The operation of the cache memory shown in FIG. 5 will be explained using FIG. 7.

In FIG. 5, when reading data from the cache, one of the entries is selected by the lower bit (AL) of address 2100 (consisting of AU and AL), and the upper address of the data stored in that entry is the directory. part 2
The COMP 214 compares the data of the upper address (AU) and 2105. When the comparison results match and the data 2118 read from the valid bit part (u) is "1",
2103 read from the data section is valid (referred to as cache).

When writing data to the cache, select the entry by the lower address (AL) of address 2100,
2100 upper (AU) in the directory part,
Input "1" to the valid bit part and write data to the data part (the valid bit part is connected to the signal line 210).
9 is turned ON, “1” is selected as input data).

When the signal line 2113 is ON, in order to invalidate the cache, select the entry using the address 2106 (this address is only the lower part of the 32-bit address) and set "0" to the input data in the valid bit section. Input and write (input data "0" is selected in the valid bit part by turning on the signal line 2108).

〔Effect of the invention〕

According to the present invention, it is possible to configure a shared memory cache memory that does not affect the internal data processing of a processing device, and it is also applicable to a shared memory device with high throughput.

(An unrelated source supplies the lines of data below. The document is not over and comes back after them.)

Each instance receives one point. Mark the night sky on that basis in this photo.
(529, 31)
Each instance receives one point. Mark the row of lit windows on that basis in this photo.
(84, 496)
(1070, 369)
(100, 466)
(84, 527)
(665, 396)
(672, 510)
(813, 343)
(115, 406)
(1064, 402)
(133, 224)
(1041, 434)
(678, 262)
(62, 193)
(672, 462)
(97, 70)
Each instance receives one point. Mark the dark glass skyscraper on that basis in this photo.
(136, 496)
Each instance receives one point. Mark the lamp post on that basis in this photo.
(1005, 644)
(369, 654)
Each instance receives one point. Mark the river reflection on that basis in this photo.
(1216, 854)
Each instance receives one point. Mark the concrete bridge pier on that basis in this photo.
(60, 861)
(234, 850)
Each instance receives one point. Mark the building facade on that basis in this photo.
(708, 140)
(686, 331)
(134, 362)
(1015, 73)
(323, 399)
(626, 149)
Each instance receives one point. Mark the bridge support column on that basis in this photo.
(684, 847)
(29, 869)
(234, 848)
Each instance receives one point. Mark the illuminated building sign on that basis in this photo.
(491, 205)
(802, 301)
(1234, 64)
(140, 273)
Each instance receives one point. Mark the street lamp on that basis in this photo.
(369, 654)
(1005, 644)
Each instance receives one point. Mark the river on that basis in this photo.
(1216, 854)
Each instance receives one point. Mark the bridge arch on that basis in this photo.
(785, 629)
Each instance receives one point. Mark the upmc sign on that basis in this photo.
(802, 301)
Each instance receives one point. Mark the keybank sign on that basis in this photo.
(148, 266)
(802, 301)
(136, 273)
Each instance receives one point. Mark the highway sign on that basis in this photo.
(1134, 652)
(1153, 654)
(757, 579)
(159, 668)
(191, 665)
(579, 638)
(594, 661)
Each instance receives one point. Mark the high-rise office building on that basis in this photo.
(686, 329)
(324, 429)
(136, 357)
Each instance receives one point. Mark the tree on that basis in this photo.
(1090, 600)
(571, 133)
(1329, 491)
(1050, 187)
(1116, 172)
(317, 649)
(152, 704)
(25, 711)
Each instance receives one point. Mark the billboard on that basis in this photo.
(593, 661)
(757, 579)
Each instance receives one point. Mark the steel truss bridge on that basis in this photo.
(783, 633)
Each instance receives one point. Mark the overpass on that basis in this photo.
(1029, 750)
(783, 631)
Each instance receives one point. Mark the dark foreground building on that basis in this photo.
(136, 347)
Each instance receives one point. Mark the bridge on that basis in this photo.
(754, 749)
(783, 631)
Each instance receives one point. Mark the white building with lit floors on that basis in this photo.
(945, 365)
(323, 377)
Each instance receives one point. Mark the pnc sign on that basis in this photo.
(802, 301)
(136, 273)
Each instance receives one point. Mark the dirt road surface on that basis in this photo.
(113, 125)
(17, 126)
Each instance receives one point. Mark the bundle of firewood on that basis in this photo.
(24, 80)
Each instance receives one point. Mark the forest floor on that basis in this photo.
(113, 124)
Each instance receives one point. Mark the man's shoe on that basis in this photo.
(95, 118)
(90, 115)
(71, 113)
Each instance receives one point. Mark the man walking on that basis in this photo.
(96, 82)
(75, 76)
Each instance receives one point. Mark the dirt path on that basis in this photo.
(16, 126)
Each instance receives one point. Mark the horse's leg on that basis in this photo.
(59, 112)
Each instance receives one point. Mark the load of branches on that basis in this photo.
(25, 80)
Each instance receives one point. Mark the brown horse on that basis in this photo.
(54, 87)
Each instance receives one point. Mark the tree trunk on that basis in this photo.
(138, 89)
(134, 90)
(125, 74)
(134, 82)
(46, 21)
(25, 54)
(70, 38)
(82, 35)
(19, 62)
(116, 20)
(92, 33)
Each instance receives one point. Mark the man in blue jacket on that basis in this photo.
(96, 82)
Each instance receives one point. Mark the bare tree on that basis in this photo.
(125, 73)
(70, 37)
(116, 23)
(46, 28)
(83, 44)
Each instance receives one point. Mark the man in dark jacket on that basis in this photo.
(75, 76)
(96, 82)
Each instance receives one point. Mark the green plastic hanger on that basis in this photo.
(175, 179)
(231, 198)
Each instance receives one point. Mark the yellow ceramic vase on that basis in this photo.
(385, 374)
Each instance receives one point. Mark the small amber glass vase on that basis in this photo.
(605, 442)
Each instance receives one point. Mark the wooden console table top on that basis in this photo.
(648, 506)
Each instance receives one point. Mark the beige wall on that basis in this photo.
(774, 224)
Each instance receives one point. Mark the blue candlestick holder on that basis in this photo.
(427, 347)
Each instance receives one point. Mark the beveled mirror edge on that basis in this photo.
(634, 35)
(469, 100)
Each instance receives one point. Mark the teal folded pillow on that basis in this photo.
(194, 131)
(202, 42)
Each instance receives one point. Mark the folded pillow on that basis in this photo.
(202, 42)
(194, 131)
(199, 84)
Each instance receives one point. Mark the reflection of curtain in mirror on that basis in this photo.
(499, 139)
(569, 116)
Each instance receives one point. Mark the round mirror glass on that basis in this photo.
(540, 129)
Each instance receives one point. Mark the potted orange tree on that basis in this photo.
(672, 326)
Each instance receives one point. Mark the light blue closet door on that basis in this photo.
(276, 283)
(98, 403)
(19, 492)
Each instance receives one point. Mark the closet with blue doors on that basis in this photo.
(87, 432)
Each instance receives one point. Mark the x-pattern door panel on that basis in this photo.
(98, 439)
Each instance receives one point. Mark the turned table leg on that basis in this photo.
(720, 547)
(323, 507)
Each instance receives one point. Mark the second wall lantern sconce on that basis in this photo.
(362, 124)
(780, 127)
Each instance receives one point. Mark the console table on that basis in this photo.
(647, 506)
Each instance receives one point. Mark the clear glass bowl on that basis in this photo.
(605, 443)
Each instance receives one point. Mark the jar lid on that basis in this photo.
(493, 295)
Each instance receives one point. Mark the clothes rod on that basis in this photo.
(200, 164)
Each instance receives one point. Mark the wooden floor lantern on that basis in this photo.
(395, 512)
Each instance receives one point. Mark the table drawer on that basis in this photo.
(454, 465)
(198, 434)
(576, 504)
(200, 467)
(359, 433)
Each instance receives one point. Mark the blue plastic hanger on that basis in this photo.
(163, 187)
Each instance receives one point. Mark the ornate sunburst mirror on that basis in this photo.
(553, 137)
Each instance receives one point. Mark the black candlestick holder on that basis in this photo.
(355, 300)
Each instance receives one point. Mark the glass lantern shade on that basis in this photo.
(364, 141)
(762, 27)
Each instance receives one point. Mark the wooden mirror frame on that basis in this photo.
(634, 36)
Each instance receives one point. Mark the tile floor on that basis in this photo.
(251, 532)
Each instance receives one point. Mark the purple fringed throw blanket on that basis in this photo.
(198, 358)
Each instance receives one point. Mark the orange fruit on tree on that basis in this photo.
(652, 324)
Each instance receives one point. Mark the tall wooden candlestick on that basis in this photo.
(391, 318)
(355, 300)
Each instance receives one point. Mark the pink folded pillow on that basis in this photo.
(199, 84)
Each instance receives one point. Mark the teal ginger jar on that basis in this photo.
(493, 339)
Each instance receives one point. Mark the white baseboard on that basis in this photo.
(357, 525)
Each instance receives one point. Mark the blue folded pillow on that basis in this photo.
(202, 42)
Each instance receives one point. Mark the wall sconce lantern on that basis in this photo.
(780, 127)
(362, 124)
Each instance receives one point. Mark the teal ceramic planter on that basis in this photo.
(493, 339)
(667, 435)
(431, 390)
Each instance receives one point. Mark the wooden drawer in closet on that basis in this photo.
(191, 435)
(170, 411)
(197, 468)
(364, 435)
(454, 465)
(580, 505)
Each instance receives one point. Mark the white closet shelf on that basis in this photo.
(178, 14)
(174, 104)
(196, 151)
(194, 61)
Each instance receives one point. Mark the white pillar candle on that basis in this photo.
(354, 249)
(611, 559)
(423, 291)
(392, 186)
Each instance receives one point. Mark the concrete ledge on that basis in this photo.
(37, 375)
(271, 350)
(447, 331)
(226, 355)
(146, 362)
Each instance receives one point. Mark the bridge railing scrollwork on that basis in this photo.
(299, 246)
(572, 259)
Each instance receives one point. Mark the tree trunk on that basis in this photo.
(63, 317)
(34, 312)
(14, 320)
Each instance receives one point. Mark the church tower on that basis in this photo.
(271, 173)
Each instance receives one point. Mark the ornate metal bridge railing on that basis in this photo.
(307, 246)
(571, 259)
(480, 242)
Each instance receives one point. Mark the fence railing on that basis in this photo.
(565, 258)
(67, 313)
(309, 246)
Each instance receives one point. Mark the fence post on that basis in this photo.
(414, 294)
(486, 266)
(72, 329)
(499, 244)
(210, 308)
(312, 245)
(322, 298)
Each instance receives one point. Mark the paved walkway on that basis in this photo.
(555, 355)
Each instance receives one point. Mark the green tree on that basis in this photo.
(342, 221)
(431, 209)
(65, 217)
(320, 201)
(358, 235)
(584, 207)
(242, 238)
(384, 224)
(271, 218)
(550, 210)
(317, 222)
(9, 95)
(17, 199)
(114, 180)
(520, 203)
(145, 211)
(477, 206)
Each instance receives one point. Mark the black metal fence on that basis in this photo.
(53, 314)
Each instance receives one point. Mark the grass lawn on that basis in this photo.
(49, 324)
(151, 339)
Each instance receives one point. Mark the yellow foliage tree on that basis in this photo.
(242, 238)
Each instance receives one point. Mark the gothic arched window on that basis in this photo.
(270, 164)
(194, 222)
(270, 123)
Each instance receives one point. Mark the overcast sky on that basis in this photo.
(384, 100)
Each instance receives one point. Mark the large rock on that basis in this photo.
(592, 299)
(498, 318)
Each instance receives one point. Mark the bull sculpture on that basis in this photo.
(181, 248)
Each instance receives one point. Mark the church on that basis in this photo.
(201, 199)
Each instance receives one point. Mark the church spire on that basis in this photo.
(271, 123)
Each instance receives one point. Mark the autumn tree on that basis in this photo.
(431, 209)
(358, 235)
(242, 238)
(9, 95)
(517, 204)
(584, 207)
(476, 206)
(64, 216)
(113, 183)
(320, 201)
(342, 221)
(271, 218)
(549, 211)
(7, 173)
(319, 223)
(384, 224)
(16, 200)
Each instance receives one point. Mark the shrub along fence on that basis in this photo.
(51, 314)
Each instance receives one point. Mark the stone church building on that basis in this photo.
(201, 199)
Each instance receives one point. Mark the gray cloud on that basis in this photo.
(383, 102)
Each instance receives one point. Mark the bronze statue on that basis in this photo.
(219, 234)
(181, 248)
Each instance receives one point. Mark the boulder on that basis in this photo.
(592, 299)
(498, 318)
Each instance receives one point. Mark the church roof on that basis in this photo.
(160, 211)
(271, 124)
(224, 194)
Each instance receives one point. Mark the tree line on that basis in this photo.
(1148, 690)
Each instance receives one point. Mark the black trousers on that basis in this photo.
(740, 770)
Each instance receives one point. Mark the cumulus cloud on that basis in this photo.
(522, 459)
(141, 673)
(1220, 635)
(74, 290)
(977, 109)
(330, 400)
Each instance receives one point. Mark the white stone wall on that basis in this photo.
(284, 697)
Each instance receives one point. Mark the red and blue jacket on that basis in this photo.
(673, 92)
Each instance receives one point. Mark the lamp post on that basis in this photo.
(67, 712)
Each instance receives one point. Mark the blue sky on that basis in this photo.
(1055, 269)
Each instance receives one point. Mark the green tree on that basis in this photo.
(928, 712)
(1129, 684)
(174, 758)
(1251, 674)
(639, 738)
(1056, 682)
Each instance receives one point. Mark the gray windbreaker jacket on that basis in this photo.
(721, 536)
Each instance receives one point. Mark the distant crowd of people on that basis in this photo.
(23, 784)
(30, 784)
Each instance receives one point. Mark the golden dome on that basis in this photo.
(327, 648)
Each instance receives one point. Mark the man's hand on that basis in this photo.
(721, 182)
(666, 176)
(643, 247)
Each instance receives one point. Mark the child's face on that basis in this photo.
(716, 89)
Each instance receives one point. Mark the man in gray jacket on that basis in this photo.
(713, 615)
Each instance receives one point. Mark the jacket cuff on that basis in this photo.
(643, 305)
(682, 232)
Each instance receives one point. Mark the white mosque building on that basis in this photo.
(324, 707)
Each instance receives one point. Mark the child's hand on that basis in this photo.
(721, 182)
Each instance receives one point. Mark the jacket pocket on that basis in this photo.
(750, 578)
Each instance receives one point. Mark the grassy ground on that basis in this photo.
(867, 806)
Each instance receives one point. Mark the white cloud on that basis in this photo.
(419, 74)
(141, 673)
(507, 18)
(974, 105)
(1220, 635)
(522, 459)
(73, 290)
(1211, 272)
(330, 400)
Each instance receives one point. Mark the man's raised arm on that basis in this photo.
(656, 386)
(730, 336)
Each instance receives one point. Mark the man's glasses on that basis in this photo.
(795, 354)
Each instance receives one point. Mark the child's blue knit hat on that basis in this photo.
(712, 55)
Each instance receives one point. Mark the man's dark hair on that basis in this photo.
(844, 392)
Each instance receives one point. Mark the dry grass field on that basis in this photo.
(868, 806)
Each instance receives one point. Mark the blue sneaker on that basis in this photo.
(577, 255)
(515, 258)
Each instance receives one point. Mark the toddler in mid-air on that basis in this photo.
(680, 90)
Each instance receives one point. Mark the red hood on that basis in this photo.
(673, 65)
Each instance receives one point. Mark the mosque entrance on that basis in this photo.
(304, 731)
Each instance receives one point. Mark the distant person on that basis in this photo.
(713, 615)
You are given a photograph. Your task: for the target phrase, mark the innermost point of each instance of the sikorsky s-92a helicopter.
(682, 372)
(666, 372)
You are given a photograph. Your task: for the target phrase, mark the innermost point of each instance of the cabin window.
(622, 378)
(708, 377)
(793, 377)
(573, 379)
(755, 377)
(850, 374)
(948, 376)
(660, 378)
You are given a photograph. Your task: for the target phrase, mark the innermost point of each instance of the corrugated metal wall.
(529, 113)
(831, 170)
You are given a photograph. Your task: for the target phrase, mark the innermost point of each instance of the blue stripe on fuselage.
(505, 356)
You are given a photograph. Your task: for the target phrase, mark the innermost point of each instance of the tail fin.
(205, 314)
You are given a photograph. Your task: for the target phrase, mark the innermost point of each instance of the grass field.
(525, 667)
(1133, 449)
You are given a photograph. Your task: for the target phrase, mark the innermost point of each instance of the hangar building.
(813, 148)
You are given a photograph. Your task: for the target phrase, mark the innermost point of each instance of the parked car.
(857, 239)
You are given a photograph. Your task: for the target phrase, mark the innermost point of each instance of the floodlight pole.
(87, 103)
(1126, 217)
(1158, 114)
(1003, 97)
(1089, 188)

[Brief explanation of the drawing]

FIG. 1 is a diagram showing an embodiment of the present invention, FIG. 2 is a diagram showing an example of the overall configuration of a shared computer device to which the present invention is applied, and FIG.
The figure shows an example of the internal configuration of CPU2, Figure 4 shows an example of the internal configuration of GM1, Figure 5 shows an example of GMP21, Figure 6 shows an example of PORT13, and Figure 7 shows a detailed example of cache memory. It is a diagram. 1...Shared memory device (GM), 2, 3, 4...
...Processor (CPU), 13, 14, 15... Port, 13a, 21a... Directory section.

Claims (1)

[Scope of Claims] 1. A processing device equipped with a directory that monitors access from its own processing device and determines whether or not the corresponding data is in its own cache memory has connectivity to a shared memory device together with other processing devices. In the multi-computer system, the processing device having the cache memory includes means for inhibiting access to its own cache memory by internal data processing only when an invalidation request is received from the shared memory device; The shared memory device includes means for invalidating data corresponding to the memory invalidation request, and the shared memory device is a directory with the same contents as the directory of the cache memory, and the shared memory device is a directory other than a processing device equipped with the cache memory. A directory that monitors write access to the shared memory device by the processing unit and determines whether or not to cache, and a directory that has the same content as the directory that invalidates the corresponding data when it is determined that the directory is cached. 1. A multi-computer device comprising: means for requesting a processing device provided therein. 2. The multi-computer device according to claim 1, wherein the invalidation request is made using an entry number of a cache memory. 3. The multi-computer device according to claim 1 or 2, wherein the shared memory device includes means for inhibiting memory access while outputting the invalidation request.